Yesterday Flickr released localization for their service in German, Spanish, French and a few other languages. Which would be a good thing, if they wouldn’t in return censor search results for certain users of these localizations. Images that are flagged by Flickr as “moderate” or “restricted” will not show up in search results for German users for example. And you can’t turn this so-called “safe search” off either.
Considering that only last week famed blogger Violet Blue had her account more or less turned off, this doesn’t seem like coincidence anymore. While Violet Blue has had her account restored (with a personal apology by Stewart Butterfield, co-founder of Flickr), the issue with the safe-search result is still unresolved.
In a Flickr group discussing the drama, Stewart replies too, but what he says really is too vague to mean anything:
We really apologize for the delay in responding to these threads. The whole Flickr team has been in ongoing discussions, trying to hammer out a solution.
We have absolutely no intention of censoring the content on the community’s behalf. It is always been our intention that Flickr members participate to whatever extent they want and are as free as possible create their own experience.

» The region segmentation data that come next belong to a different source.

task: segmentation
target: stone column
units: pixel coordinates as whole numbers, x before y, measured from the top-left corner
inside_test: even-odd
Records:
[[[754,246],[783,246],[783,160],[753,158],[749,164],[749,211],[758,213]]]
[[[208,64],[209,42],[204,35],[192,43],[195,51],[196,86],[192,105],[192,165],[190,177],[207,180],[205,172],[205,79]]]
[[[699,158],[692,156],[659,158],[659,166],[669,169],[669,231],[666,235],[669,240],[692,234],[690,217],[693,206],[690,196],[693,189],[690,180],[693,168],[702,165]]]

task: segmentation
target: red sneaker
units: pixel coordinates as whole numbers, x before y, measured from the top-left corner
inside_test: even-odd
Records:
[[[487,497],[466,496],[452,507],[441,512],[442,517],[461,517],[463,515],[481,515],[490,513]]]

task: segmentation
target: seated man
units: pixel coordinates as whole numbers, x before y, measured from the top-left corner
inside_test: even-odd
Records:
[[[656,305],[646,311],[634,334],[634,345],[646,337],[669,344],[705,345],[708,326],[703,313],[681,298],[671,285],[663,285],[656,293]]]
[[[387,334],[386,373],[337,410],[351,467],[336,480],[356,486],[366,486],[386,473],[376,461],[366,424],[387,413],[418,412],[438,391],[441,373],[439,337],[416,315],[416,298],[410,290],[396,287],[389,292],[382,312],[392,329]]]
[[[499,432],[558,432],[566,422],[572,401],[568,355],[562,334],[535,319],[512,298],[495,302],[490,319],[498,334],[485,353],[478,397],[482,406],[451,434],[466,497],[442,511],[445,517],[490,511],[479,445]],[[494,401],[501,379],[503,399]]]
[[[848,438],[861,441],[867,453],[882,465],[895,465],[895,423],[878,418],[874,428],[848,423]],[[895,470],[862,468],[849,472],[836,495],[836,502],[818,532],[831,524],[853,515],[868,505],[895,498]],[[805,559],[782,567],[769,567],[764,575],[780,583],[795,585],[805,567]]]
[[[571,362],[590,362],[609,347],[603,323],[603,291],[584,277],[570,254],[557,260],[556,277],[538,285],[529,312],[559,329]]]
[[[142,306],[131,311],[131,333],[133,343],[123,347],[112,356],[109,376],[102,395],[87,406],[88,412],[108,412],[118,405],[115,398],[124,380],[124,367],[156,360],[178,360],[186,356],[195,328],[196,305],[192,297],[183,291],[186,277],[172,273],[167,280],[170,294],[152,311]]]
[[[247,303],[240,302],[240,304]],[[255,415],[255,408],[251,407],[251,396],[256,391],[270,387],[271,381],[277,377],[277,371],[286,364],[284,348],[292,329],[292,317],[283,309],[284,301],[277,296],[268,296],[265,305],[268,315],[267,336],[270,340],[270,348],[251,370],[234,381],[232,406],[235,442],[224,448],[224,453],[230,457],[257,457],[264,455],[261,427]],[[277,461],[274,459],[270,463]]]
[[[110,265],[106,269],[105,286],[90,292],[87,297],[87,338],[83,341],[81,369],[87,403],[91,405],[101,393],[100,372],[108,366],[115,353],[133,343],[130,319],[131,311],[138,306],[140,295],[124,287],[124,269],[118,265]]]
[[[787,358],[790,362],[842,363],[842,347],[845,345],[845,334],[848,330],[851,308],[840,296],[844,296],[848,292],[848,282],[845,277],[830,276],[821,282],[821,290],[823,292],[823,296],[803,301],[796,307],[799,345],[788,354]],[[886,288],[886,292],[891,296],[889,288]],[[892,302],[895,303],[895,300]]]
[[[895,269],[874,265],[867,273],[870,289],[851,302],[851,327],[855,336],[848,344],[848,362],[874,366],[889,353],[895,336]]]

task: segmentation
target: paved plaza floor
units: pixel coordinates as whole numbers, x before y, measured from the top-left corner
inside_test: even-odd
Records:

Currently, switching the SafeSearch function off is not available for German members. It is a really complex situation — we have been in deliberation on this for a while, and we had to make the decision whether or not to leave Germany and the German language out of the international launch.
The decision came down to the wire, but we decided to include Germany. We’re still hoping that that was the right decision. It definitely was not a decision that was made lightly and there is no intention to annoy, frustrate or inconvenience Flickr members in Germany. Rest assured, we do hear you loud and clearly (painfully loud, even) and are doing our best. We hope to have more to say soon.
And about seven hours and hundreds of still furious Flickr-users later, this comment:
Unfortunately I can’t give a more detailed update yet or any concrete good news, but please don’t take our silence to mean that nothing is happening. We are doing our best to make the situation better as quickly as possible. I’m sure it doesn’t make a lot of sense from the outside, and we would prefer to be able to share all the context — believe me, this is extremely uncomfortable and we’d strongly prefer not to be in this position — but we don’t have a choice at this time.
Again, we will post more as soon as we can — in the meantime, all we can do is apologize.
While I do sense honest discomfort on Stewart’s side, I just can’t help but feel that there are things in the universe a lot more complicated than the fact that some people display their tits in public. Enraging your loyal fanbase because somehow you’ve turned the issue of potentially offending images into rocket-science, really looks ridiculous from where I’m standing. And considering that many of those fans actually pay good money to use the service, it’s just not ridiculous, it’s downright bad business-sense.
Take that from me, the man who’s as much a business man as Donald Trump is a sensitive singer-songwriter. Which I’m not either, by the way.